Kino

Lauren Bacall ist tot

Lauren Bacall ist tot
Lauren Bacall ist tot (Kurt Krieger) Kurt Krieger

Lauren Bacall ist im Alter von 89 Jahren an den Folgen eines Schlaganfalls gestorben. Die Lebensgefährtin von Humphrey Bogart war eine der letzten großen Hollywood-Diven.

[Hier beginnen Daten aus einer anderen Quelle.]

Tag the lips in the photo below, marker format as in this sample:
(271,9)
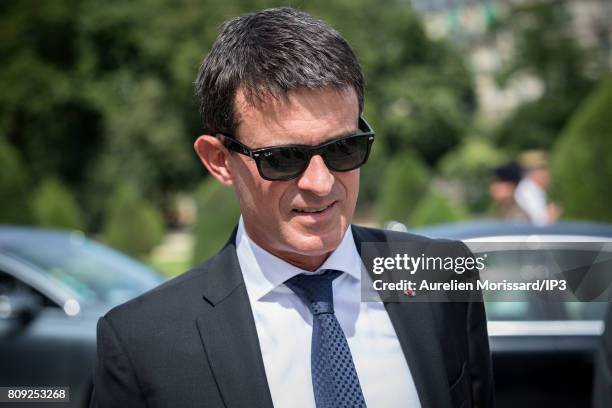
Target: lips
(313,210)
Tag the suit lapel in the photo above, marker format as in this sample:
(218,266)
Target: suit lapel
(415,326)
(228,332)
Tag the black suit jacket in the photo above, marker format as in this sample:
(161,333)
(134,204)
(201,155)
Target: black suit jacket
(192,342)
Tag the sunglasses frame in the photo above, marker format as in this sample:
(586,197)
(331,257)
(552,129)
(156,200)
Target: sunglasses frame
(258,154)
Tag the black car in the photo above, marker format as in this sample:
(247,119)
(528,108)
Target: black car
(54,285)
(542,351)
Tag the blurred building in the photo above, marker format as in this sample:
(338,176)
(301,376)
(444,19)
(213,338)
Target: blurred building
(470,23)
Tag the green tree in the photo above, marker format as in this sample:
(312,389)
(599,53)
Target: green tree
(581,165)
(132,224)
(218,213)
(546,48)
(471,165)
(420,94)
(436,208)
(406,181)
(53,205)
(13,184)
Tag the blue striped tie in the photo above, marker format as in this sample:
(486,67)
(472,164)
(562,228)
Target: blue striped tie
(334,379)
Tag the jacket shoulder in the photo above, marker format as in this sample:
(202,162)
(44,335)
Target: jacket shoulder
(366,234)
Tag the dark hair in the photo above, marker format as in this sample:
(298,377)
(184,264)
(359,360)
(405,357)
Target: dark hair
(510,172)
(270,53)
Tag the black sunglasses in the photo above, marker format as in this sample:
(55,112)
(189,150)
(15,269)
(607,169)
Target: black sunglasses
(289,161)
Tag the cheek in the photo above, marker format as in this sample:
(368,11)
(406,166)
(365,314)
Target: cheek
(350,183)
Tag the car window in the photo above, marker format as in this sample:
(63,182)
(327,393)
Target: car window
(95,272)
(9,285)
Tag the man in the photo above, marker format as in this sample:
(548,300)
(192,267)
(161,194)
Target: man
(275,318)
(530,194)
(502,187)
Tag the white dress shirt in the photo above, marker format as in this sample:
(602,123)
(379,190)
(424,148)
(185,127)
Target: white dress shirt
(284,328)
(532,199)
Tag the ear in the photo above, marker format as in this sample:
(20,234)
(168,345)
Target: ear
(215,158)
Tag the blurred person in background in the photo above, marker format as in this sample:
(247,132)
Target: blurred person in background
(502,188)
(531,192)
(260,324)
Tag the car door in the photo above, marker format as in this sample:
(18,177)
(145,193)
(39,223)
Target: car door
(40,344)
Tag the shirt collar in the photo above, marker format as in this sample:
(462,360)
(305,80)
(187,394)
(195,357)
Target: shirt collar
(264,272)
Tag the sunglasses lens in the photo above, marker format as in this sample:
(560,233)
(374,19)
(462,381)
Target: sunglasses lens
(347,154)
(283,163)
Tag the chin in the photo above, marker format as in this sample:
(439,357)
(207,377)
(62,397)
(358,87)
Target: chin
(316,244)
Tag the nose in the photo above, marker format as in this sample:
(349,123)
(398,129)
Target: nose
(316,178)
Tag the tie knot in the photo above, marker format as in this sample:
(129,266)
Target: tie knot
(315,290)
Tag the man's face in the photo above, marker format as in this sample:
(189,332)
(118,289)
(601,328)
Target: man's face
(274,212)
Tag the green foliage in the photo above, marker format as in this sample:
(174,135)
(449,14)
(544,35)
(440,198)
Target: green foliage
(436,208)
(53,205)
(13,184)
(471,165)
(419,93)
(405,182)
(581,165)
(218,213)
(132,225)
(546,48)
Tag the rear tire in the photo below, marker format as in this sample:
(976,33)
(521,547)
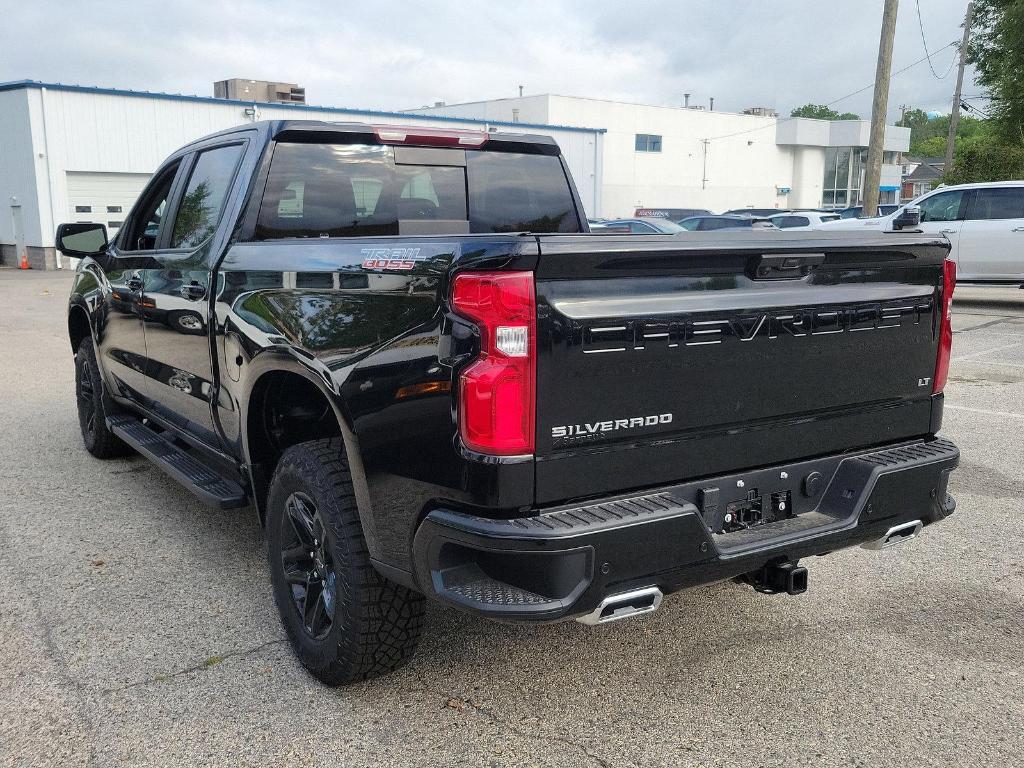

Lauren Bacall ist im Alter von 89 Jahren an den Folgen eines Schlaganfalls gestorben. Die Lebensgefährtin von Humphrey Bogart war eine der letzten großen Hollywood-Diven. 2010 war sie mit einem Ehren-Oscar ausgezeichnet worden. 2003 hatte sie persönlich in München eine DIVA Lifetime Achievement Award entgegen genommen. 2007 hatte sie auf der Berlinale ihren letzten Film, "The Walker", u. a. mit Moritz Bleibtreu, vorgestellt. Die in New York als Betty Joan Perske geborene Lauren Bacall landete eher zufällig beim Film. Nach Studien an der American Academy of Dramatic Arts erhielt sie kleinere Rollen am Broadway und machte zudem eine recht erfolgreiche Karriere als Fotomodell. Ihr Titelfoto auf Harper's Bazar erregte Aufmerksamkeit bei den großen Studios und brachte ihr ihre erste Rolle in Howard Hawks' "To Have and Have Not" an der Seite von Humphrey Bogart ein. Die beiden wurden auch privat ein Paar, und ihre gemeinsamen Filme, wie z.B. "Tote schlafen fest" und "Key Largo", zählen noch heute zu den absoluten Klassikern des Film Noir.

 

She had "The Look"

Im Gegensatz zu anderen weiblichen Stars ihrer Zeit verkörperte Bacall immer die starke, selbstbewusste Frau, deren Markenzeichen zwar ihr berühmter "Anmachblick", genannt "The Look", war, die aber vor allem mit ihrer kratzbürstigen Cleverness ihren Mann stand. Schön zu sehen in "Wie angelt man sich einen Millionär", in dem sie neben Betty Grable und Marilyn Monroe spielte. Ihrer schlagfertigen, kein Blatt vor den Mund nehmenden Art hatte es Bacall zu verdanken, von der Academy bei den Oscars übergangen worden zu sein - erst 1996 wurde sie zum ersten und einzigen Mal nominiert. Nach Bogarts Tod heiratete sie 1961 Jason Robards, und es wurde etwas stiller um sie, bis sie sich in den 80er- und 90er-Jahren mit Filmen wie "Rendezvous mit einer Leiche", "Prêt-à-Porter" oder "Liebe hat zwei Gesichter" wieder zurückmeldete. Für Letzteren erhielt sie 1997 den Golden Globe als beste Nebendarstellerin. Vier Jahre zuvor wurde sie bei der Golden-Globe-Verleihung mit dem Cecil B. DeMille Award geehrt. Eine Wiedervereinigung mit ihrem alten Freund und Filmpartner Kirk Douglas gab es 1999 in dem Film "Diamonds" - die beiden spielten schon 1950 in dem Jazzfilm "Der Mann ihrer Träume". Ihre letzten nennenswerten Auftritte hatte sie zusammen mit Nicole Kidman in Lars von Triers "Dogville" sowie in Jonathan Glazers "Birth".